India’s gold imports in the first four months of this fiscal have doubled in value from the year-ago period.
This has contributed to a threefold expansion in the merchandise trade deficit.
Given the role of gold imports in trade imbalances, it calls for deeper analysis and vigilance.
What are the reasons?
Earlier in the year, fears of high tariffs under GST led to the gold trade stockpiling material.
Later, gold imports spiked as a result of a tariff loophole that allowed zero-duty imports from South Korea.
Pre-GST, the government curbed certain previously waived custom duties (under free trade pacts such as with South Korea) by a countervailing duty (CVD).
Post- GST, as CVD got subsumed by it, gold imports from these regimes suddenly turned cheaper, resulting this route being used for round-tripping.

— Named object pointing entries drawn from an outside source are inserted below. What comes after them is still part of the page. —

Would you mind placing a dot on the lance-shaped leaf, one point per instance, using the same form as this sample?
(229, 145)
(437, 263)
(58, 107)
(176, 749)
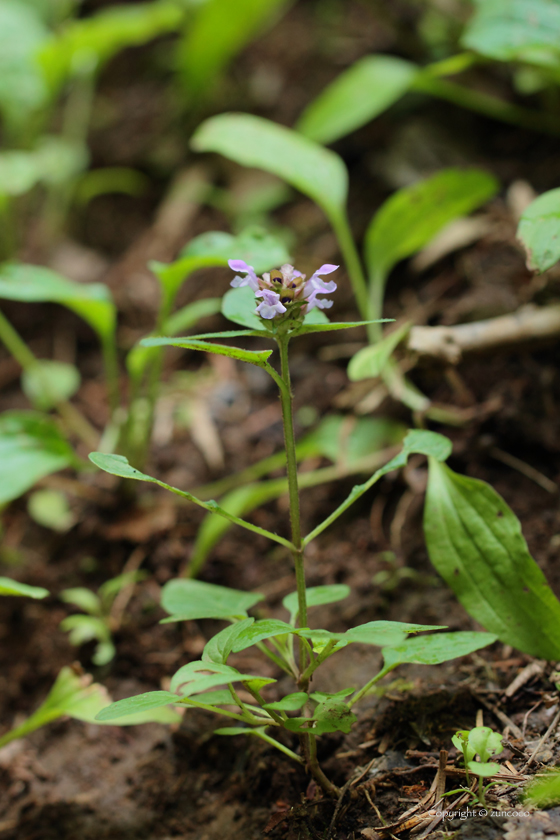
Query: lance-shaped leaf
(118, 465)
(371, 361)
(35, 284)
(539, 231)
(190, 599)
(358, 95)
(433, 650)
(22, 590)
(509, 30)
(253, 357)
(475, 542)
(259, 143)
(416, 441)
(31, 447)
(78, 697)
(411, 217)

Both these onetime and existing structural factors have contributed to the recent surge in gold imports.
What is the way forward?
To address round-tripping, centre should consider measures such as a safeguard duty or minimum value-addition norms for exports.
Policy intervention is essential to curb opportunistic imports of gold.
However, Centre should refrain from hasty measures to suppress genuine consumption demand for gold.
This is because, unlike in the past, demand for gold is likely to be more consumption oriented than an investment one.
Also, given the formalisation of the jewellery industry after demonetisation and GST, only a business-as-usual approach can work in favour of the economy at present.